Postby Grummy » Sun Oct 30, 2022 9:02 pm

39 Pounds.... I mounted my spare on the back door. I never weighed it but perhaps a 15" tire on a steel wheel is at least 39 pounds.

Even though it is down as low as I could get, making it the closest to the pivot point when the door is horizontal (meaning the weight is not distributed out to the end as your flooring will do), Yes, I did have to adjust the spring because of it. And, yes, it was not only a sucky job to get it right, I did also get slightly injured, which can happen all too easily with any garage door spring.

IF YOUR NOT FULLY AWARE OF HOW NASTY AN ADJUSTMENT CAN GET, TAKE IT TO A PRO !

I seldom say such things. I personally have a pretty good grip on all things mechanical and have made adjustments to garage doors over the years. I even converted the swing doors to a ramp door on my Step van project. Understand right now that those ramp doors are very heavy, even when they are aluminum framed ones like mine. Make sure you do something to make sure that door can not fall down and smash whatever might be under it !
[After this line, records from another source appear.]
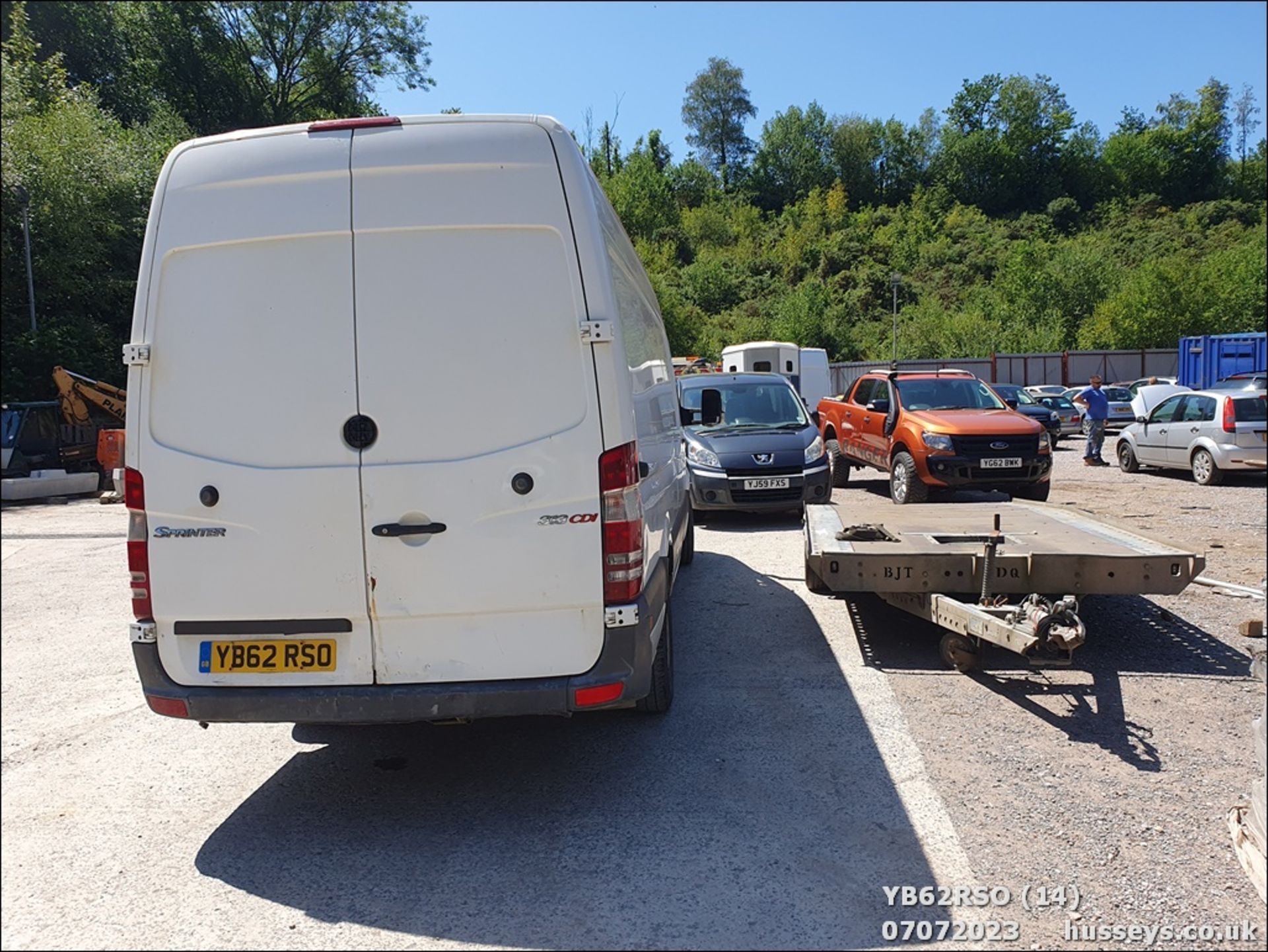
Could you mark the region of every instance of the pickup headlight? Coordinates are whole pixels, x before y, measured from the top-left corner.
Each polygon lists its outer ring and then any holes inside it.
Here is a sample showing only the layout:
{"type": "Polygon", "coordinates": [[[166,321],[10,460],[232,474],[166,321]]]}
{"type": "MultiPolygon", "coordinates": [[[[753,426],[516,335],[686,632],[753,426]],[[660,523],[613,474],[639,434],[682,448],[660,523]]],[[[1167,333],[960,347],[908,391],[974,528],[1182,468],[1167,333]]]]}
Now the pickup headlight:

I did it with the door UP because there would be the least tension on the spring. I had to use vice grips to keep the shaft itself from turning at all because it had the tendency to unroll the cable from the very specific path the cables are supposed to be on as it wraps the pulleys.

Because I have a wall of sorts 10" in from the door, it was a bit more dangerous perhaps as I could not use a very long tool in the holes. If I had a helper, I may have opted to pull the door open perhaps a foot, block and loosen the spring capture, then wind the cable shaft back up to pull the door shut with pipe wrench or multiple Vice Grips.... Test and repeat.

I can't tell you how to do yours, but please.. BE CAREFUL !

As an aside, I sanded and stained my OE doors wood, the coated it with Varthane. Incredibly tough stuff. But, my next trick is to put on a photography backdrop of old brick. When the door is up, from the inside it will look like a brick wall. Good luck !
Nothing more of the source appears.